En la primera carta de Pablo a los corintios, en el capítulo once, el apóstol les reprende por los abusos al compartir la cena del Señor, donde algunos comen con glotonería y hasta se embriagan mientras otros pasan hambre. En algunas versiones bíblicas que agregan títulos aparecen como tópicos diferentes pero desde el versículo 17 hasta el 23 se habla de una solo tema, la cena del Señor. Muchas veces hemos practicado el pedir perdón antes de participar, pero veamos bien el pecado que nombra Pablo y que nos hace indignos para participar de la mesa:

Porque el que come y bebe sin considerar a los que forman el cuerpo del Señor, se condena a sí mismo. 1 Corintios 11:29 PDT

En la RV60 se utiliza la palabra «discernir», o sea ver lo que no se ve. El no «ver» el cuerpo de Cristo y no «vernos» en él nos hace indignos de sentarnos a la mesa. Cuando discernimos el cuerpo tomamos nuestro lugar sin problemas. Tener la revelación del cuerpo nos libra de envidias, de celos, de rivalidades, de competencias y nos sitúa en el amor, la tolerancia, la honra, el cuidado por el otro. Cuando un maratonista cruza la meta nadie aplaude al pie que cruzó primero la línea sino al hombre completo que llegó al objetivo. Cuando nos podemos ver UNO ya no nos interesa solo llegar, sino que ayudamos a todos a hacerlo y cuando caemos alguien nos ayuda a nosotros. Eso es tomar nuestro lugar en la iglesia, nos gozamos con el visible aunque nosotros seamos invisibles, porque la honra es para todo el cuerpo.

Para reflexionar:

¿Tienes celos del lugar que ocupa otra persona? ¿Te alegras con los avances de otra parte del cuerpo? ¿Eres capaz de esperar el crecimiento del hermano o prefieres correr solo? ¿Ves la caída de un hermano como algo que te afecta a ti también?

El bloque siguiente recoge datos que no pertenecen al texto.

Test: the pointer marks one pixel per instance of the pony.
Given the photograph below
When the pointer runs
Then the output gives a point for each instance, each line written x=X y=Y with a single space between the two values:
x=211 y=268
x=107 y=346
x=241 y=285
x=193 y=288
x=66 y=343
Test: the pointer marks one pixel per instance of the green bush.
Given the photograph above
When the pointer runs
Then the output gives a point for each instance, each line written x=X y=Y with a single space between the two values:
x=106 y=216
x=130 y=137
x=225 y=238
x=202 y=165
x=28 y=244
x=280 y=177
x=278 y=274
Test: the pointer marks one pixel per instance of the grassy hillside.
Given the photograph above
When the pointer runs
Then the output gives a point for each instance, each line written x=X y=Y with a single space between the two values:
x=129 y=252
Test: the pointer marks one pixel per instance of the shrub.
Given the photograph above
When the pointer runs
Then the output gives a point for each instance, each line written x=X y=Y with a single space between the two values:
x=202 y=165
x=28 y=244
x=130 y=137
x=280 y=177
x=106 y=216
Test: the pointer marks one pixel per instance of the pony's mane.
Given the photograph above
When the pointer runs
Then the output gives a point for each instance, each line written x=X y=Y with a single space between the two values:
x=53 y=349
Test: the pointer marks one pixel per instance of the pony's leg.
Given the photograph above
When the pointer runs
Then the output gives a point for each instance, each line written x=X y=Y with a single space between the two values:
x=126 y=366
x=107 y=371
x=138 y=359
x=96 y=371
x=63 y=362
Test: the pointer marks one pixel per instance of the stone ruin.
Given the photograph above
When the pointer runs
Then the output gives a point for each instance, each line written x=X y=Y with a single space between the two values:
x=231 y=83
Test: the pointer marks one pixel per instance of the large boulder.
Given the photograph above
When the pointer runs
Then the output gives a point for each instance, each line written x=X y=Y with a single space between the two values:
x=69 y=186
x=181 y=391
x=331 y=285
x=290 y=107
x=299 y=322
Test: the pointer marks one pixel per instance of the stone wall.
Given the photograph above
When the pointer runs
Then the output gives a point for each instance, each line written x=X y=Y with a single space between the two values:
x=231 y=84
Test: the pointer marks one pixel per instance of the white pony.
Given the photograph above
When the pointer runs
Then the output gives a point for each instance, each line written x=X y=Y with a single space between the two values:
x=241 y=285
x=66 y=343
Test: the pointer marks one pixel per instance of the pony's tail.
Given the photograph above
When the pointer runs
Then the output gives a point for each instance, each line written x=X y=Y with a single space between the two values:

Revelación de familia: es fácil considerarse hijos de Dios, pero no es tan fácil considerarnos hermanos. Toda familia tiene sus dinámicas propias, en qué lugar de mesa se sientan, cuál es su habitación, etc. El sabernos familia nos ayuda a posicionarnos en el cuerpo. Los lazos familiares son imperecederos, no existe la posibilidad de que hoy sea mi familia y mañana deje de serlo, porque son lazos de sangre; la sangre que nos une es la de Cristo y es el vínculo más fuerte que existe.

Una persona que no sabe ser hermano no sabe ser hijo tampoco. Hicimos una serie en este blog que se llamó «Familia de fe vs orfanato», en ella hablábamos de las diferencias entre una familia formada por hijos y una formada por huérfanos. Te sugerimos volver a leerlo para que puedas ver si tienes dinámicas de hijo que sabe vivir en familia.

Es nuestra oración que se te revele el cuerpo, que lo puedas discernir, que te sientas hijo amado, que seas libre de celos y competencias, que estés agradecido por tus dones y el lugar que el Padre te ha dado en su casa, en su familia.